I remember the first time I heard that people in my team didn’t feel they could talk to me.
It was like a punch in the gut. I’d always considered myself open, approachable and easy to talk to.
The second time wasn’t much better either.
Then there was the third time.
Of course, those are the ones I know about. No doubt there are more.
Maybe these will stories will sound familiar to you. They highlight some key elements of understanding how we create a context where people can speak up, as a fundamental plank in building Psychological Safety.

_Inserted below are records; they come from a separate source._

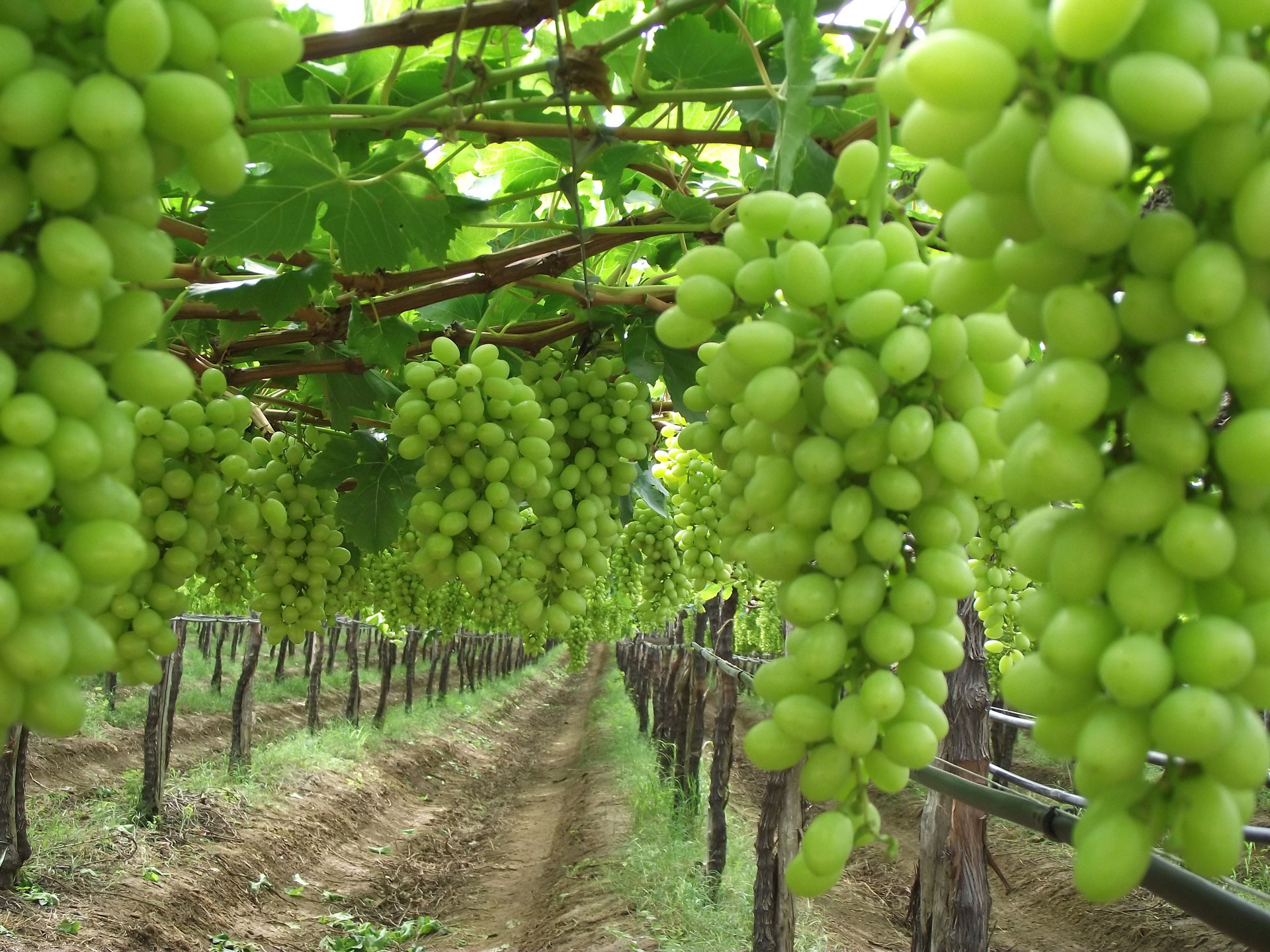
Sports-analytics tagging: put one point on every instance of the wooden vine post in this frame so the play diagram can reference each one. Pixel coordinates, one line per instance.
(353, 706)
(243, 714)
(15, 846)
(698, 706)
(388, 658)
(157, 743)
(951, 900)
(780, 823)
(720, 763)
(219, 670)
(412, 649)
(313, 697)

Additionally, they tell a story of how Psychological Safety, and the opportunities to create it, may appear in different, sometimes subtle, guises. There’s not always a flashing neon sign reading ‘Psychological Safety opportunity!!!’ so we need to be open to see situations for what they might offer. Speaking up doesn’t just mean in meetings, but at any time.
I’ve noted a key lesson in each of the three situations. You’ll probably find others.
In reverse order then…
Cultural issues
The third event was a cultural issue. The staff felt they had to agree with me, not raise any problems, say they understood requests or instructions even if they didn’t, and avoid rocking the boat.
It wasn’t me, personally, per se. It was my gender, ethnicity and position and the way their culture responded to that combination. They would never tell me directly because they feared getting in trouble with me, just because I was the boss.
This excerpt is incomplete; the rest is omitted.